Hundreds of miles away, thousands of years in the future, an ice core has helped chart the peaks and lows of the Roman Empire.

In a new study released in the journal Proceedings of the National Academy of Sciences, researchers from universities in the U.S., England, Norway and Denmark detail how they used an ice core from a central Greenland glacier to track lead emissions dating from 1,100 BC to 800 AD.

These emissions are a proxy for coin production, as the mining and smelting of silver for coins lead to an increase of lead pollution in the past, which then floated over to Greenland and settled down, forming a layer of lead-laced ice.

A map showing the location of the Greenland ice core in relation to Roman lead/silver mines (DRI)

An increase production of lead closely tracked with successes of the Roman Empire. The highest sustained levels of lead pollution coincide with the time known as Pax Romana, a long period of peace and economic prosperity spanning roughly two hundred years. Lows of lead production detailed the opposite.

“We found that lead pollution in Greenland very closely tracked known plagues, wars, social unrest and imperial expansions during European antiquity,” Joe McConnell, research professor of hydrology at the Desert Research Institute, said in a statement.

For example, lead emissions took a tumble during two major plagues in the second and third centuries, and they were very low during the last 80 years of the Roman Republic, a time of extended political instability and social unrest.

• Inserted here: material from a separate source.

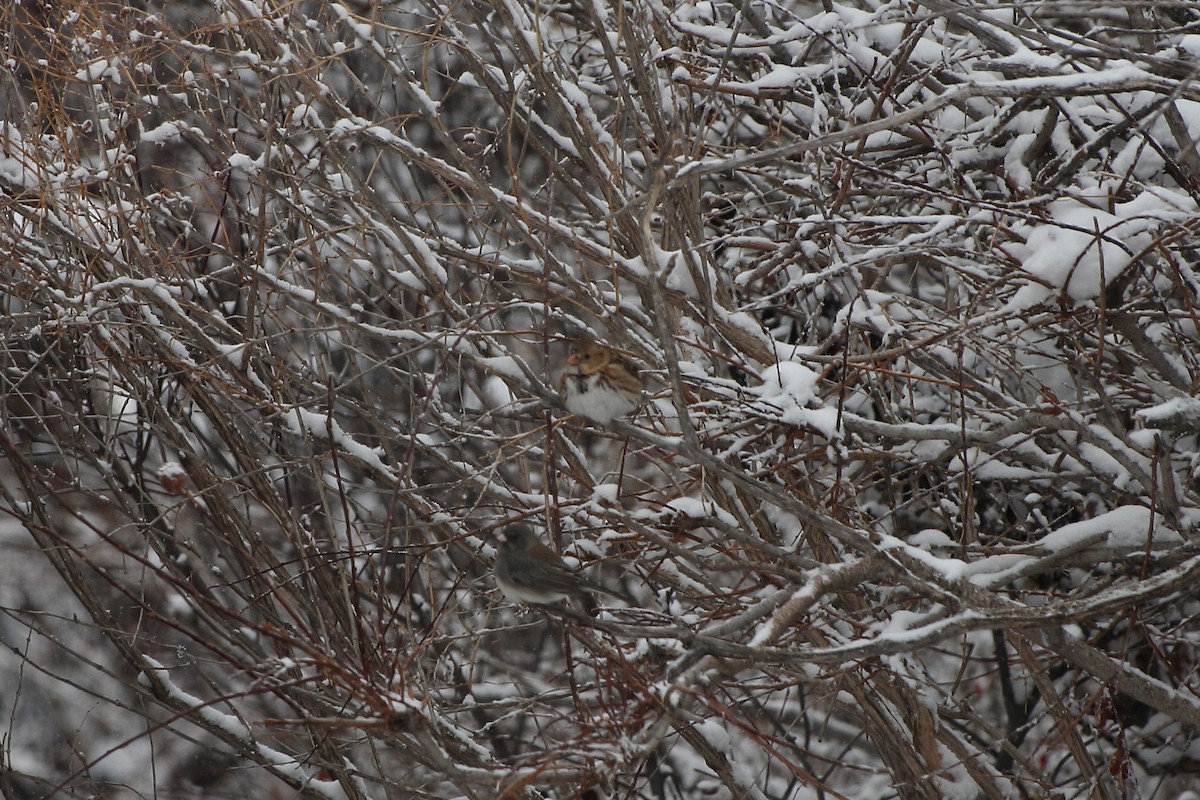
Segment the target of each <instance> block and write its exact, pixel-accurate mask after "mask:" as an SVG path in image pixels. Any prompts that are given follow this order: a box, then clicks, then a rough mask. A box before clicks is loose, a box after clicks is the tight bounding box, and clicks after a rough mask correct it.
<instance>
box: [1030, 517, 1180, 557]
mask: <svg viewBox="0 0 1200 800" xmlns="http://www.w3.org/2000/svg"><path fill="white" fill-rule="evenodd" d="M1182 541H1183V540H1182V537H1181V536H1180V535H1178V534H1177V533H1176V531H1174V530H1171V529H1169V528H1166V527H1165V524H1164V523H1163V521H1162V518H1160V517H1158V516H1156V515H1152V513H1151V511H1150V509H1147V507H1145V506H1136V505H1124V506H1117V507H1115V509H1112V510H1111V511H1108V512H1105V513H1102V515H1098V516H1096V517H1093V518H1091V519H1084V521H1081V522H1075V523H1070V524H1067V525H1063V527H1061V528H1058V529H1057V530H1054V531H1051V533H1049V534H1046V535H1045V536H1043V537H1042V539H1040V540H1039V541H1038V543H1039V545H1040V546H1042V547H1043V548H1044V549H1046V551H1049V552H1051V553H1052V552H1058V551H1063V549H1067V548H1078V547H1080V546H1084V547H1139V546H1142V545H1147V543H1153V545H1154V546H1157V547H1163V546H1170V545H1177V543H1180V542H1182Z"/></svg>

While this study isn’t the first time scientists have tried to use ice cores to reconstruct past historical events pertaining to the Roman Empire, it’s the most detailed. In the mid-1990s, another study used a similar technique to analyze lead emissions in Greenland ice, although it only used 18 data points compared to the 25,000 measurements used in this study.

“We believe this is the first time such detailed modeling has been used to interpret an ice-core record of human-made pollution and identify the most likely source region of the pollution,” co-author Andreas Stohl, a senior scientist at the Norwegian Institute for Air Research, said in a statement.